The President smiled and said, “Excellent. We want you pretty badly.” And she was gone again.

Vintner said, “I apologize if I seemed a little… pushy, but we’ve been under a lot of pressure with very little sleep for the past couple days.”

“Apology accepted,” Fang-Castro said. “Let’s get down to it. What kinds of mods are we talking about? What’s our propulsion system going to be? Who is handling recruiting of the ship’s complement and scientists? I have some current personnel I’d like to have vetted for this, particularly my Number Two…”

Ninety minutes later—it seemed like ten—Fang-Castro closed the screen, raised the security firewall, and took a deep breath. Ruined dinners were a point of discord in their relationship and there was some making-nice to be done: Tomaselli took her cooking seriously, and this wouldn’t be their first ruined dinner.

Back in the common room, Tomaselli was immersed in a book.

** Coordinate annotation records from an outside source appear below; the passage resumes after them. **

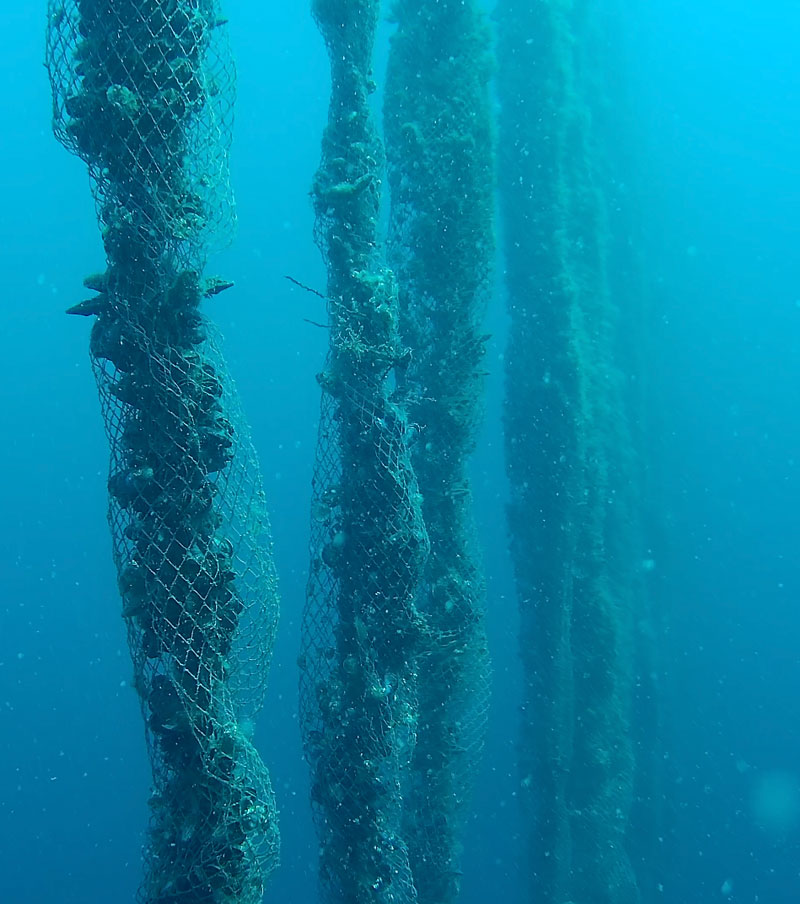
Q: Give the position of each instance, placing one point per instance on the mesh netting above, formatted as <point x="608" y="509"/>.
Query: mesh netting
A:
<point x="439" y="150"/>
<point x="143" y="92"/>
<point x="361" y="629"/>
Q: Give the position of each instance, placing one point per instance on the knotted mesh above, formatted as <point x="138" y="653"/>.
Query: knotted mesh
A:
<point x="361" y="628"/>
<point x="142" y="91"/>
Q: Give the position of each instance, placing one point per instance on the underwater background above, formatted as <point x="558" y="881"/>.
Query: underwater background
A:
<point x="715" y="131"/>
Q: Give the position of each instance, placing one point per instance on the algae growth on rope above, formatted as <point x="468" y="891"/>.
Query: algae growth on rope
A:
<point x="362" y="628"/>
<point x="142" y="91"/>
<point x="437" y="123"/>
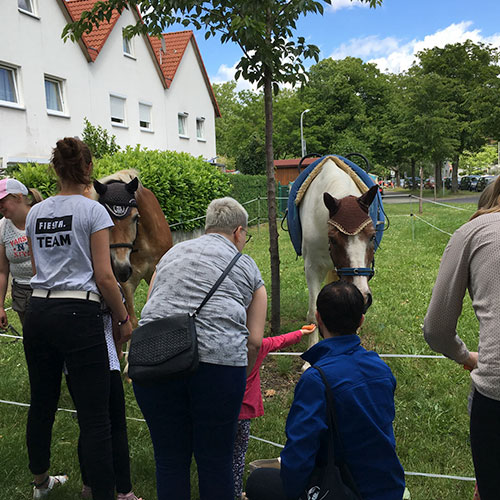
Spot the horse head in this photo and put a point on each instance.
(119, 200)
(351, 238)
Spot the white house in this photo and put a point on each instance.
(144, 91)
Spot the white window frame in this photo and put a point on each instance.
(149, 127)
(200, 129)
(60, 89)
(34, 8)
(115, 119)
(182, 118)
(127, 43)
(15, 79)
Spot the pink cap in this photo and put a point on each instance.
(11, 186)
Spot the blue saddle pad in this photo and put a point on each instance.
(293, 217)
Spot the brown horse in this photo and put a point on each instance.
(141, 234)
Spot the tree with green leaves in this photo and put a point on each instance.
(470, 73)
(265, 32)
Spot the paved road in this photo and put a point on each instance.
(404, 198)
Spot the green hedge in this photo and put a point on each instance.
(183, 184)
(249, 187)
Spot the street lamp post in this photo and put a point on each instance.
(302, 141)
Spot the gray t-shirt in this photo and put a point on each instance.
(59, 229)
(185, 275)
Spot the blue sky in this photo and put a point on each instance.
(389, 35)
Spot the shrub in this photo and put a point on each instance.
(183, 184)
(249, 187)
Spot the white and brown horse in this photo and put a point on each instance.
(141, 234)
(338, 235)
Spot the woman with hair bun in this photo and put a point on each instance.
(16, 201)
(68, 235)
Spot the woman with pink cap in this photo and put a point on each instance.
(16, 201)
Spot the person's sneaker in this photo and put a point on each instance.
(127, 496)
(42, 490)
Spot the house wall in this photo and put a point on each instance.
(29, 132)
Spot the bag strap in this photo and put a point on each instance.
(217, 283)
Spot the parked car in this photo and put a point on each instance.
(409, 182)
(484, 181)
(473, 182)
(429, 183)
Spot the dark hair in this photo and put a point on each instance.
(70, 159)
(340, 305)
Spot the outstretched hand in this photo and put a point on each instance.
(308, 329)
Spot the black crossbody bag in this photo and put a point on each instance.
(167, 348)
(331, 481)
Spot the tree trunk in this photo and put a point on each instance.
(271, 204)
(454, 174)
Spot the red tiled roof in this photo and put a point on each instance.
(175, 46)
(95, 40)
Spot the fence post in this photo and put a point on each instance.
(258, 214)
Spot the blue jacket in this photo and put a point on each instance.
(363, 390)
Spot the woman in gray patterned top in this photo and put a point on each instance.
(471, 261)
(15, 203)
(199, 414)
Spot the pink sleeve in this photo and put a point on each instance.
(270, 344)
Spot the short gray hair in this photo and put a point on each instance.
(225, 215)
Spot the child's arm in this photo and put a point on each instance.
(271, 344)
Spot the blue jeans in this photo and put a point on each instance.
(194, 415)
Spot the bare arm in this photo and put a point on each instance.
(106, 281)
(4, 279)
(256, 320)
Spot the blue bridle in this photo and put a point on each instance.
(356, 271)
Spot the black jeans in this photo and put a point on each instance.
(71, 331)
(194, 415)
(485, 445)
(265, 484)
(121, 459)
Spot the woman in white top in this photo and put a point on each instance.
(68, 236)
(16, 201)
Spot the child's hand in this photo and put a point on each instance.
(308, 329)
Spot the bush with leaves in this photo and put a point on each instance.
(99, 140)
(183, 184)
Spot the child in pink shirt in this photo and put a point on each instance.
(252, 406)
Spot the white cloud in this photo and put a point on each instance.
(346, 4)
(392, 55)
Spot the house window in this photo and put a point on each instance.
(182, 122)
(54, 95)
(145, 115)
(8, 85)
(200, 128)
(27, 6)
(117, 110)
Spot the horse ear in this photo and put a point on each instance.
(331, 203)
(99, 187)
(132, 186)
(366, 199)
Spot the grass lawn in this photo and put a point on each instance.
(431, 399)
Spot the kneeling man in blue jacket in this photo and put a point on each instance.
(363, 391)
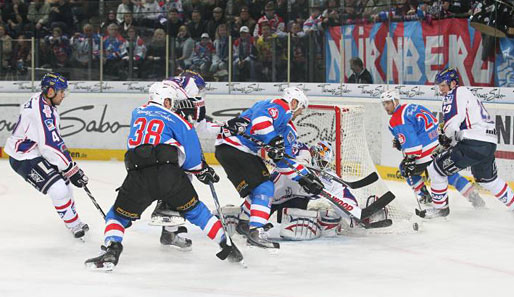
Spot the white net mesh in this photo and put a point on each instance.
(319, 123)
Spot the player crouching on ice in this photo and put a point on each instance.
(37, 151)
(162, 148)
(414, 129)
(470, 141)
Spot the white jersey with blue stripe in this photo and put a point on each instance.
(465, 117)
(154, 124)
(37, 134)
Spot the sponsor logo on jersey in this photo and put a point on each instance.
(273, 112)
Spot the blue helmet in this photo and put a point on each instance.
(447, 75)
(196, 77)
(55, 81)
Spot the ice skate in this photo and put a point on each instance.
(173, 239)
(259, 237)
(108, 259)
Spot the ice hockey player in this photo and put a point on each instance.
(266, 121)
(37, 151)
(414, 129)
(470, 139)
(162, 147)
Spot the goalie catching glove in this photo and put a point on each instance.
(75, 175)
(206, 175)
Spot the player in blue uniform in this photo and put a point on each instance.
(414, 129)
(266, 121)
(162, 148)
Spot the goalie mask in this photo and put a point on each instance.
(322, 155)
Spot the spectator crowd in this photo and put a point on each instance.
(130, 35)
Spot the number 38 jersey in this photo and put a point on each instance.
(415, 127)
(37, 134)
(154, 124)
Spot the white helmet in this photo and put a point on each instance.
(390, 95)
(295, 93)
(160, 91)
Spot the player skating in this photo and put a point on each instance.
(37, 151)
(162, 147)
(470, 141)
(414, 129)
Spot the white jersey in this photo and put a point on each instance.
(465, 117)
(37, 134)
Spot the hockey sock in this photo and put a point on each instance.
(461, 184)
(501, 190)
(114, 227)
(62, 200)
(439, 187)
(201, 216)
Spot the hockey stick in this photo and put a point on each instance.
(94, 201)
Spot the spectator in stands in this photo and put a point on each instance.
(111, 19)
(123, 9)
(128, 21)
(14, 14)
(114, 50)
(275, 22)
(172, 23)
(360, 74)
(154, 65)
(217, 19)
(197, 26)
(60, 50)
(184, 48)
(61, 16)
(85, 46)
(6, 48)
(244, 19)
(38, 14)
(202, 55)
(244, 56)
(219, 67)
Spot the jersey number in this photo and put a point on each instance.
(147, 133)
(428, 119)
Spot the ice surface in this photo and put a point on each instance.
(467, 254)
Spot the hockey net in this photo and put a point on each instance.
(343, 127)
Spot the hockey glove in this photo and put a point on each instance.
(311, 184)
(74, 174)
(408, 166)
(206, 175)
(276, 148)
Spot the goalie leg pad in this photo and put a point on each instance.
(300, 224)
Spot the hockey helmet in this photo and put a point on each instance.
(295, 93)
(322, 154)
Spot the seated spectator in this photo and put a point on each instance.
(6, 48)
(244, 56)
(360, 74)
(114, 50)
(184, 48)
(38, 14)
(197, 26)
(123, 9)
(275, 22)
(216, 20)
(202, 55)
(60, 50)
(154, 66)
(61, 16)
(86, 47)
(219, 66)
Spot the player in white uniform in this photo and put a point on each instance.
(470, 138)
(37, 151)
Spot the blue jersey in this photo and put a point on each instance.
(154, 124)
(415, 127)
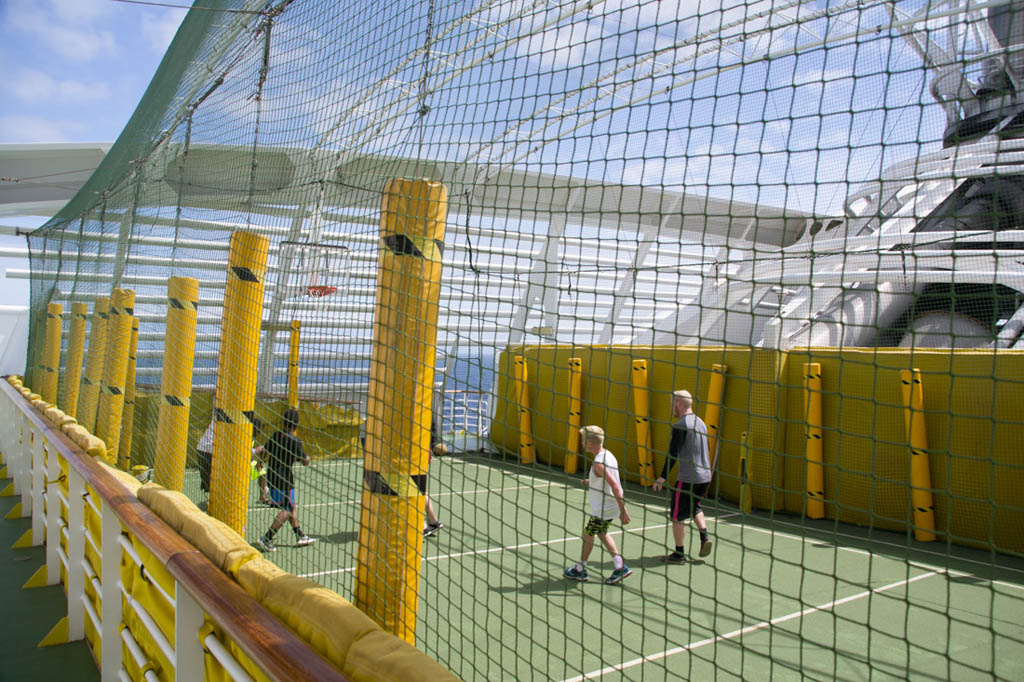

She didn’t look up. The window shade was drawn. Not good signs.

Fang-Castro said, “I need to tell you something that falls under your top secret clearance. It comes with a warning from the President: you’ll be prosecuted if you say a word about this to anyone but me, before tomorrow at one o’clock.”

Tomaselli was pissed, but she wasn’t stupid: some things were more important than dinner. “What?”

“The President says we’re going to Mars,” Fang-Castro said. “I made them agree that I could tell you, before the announcement. They want me to take the job, and I accepted. I’d never dictate to you, Llorena, and I know this will be a long separation… but it wouldn’t start for a couple of years. I would be desperately sad to… leave you behind.”

“Mars? You made who agree?”

“Santeros… and a couple of high-level bureaucrats,” Fang-Castro said. “That’s who I was talking to.” And, “Listen, I’m really sorry about your dinner.”

“Oh, fuck the beans, Naomi,” Tomaselli said. “What in God’s name just happened?”

Fang-Castro said, “I don’t have the details, because nobody does. All I got was a lot of engineering questions. Maybe we’ll get some details tomorrow, when Santeros makes her big speech.”

Little white lies.

5.

Sandy let the van’s nav take him home; it was quicker that way, locking into fast-lane traffic across town to Pasadena. Zuma Beach had been a bust, with too many people, too few decent waves. And he’d been distracted: couldn’t be thinking about alien starships when your board was trying to kick your ass into the deep.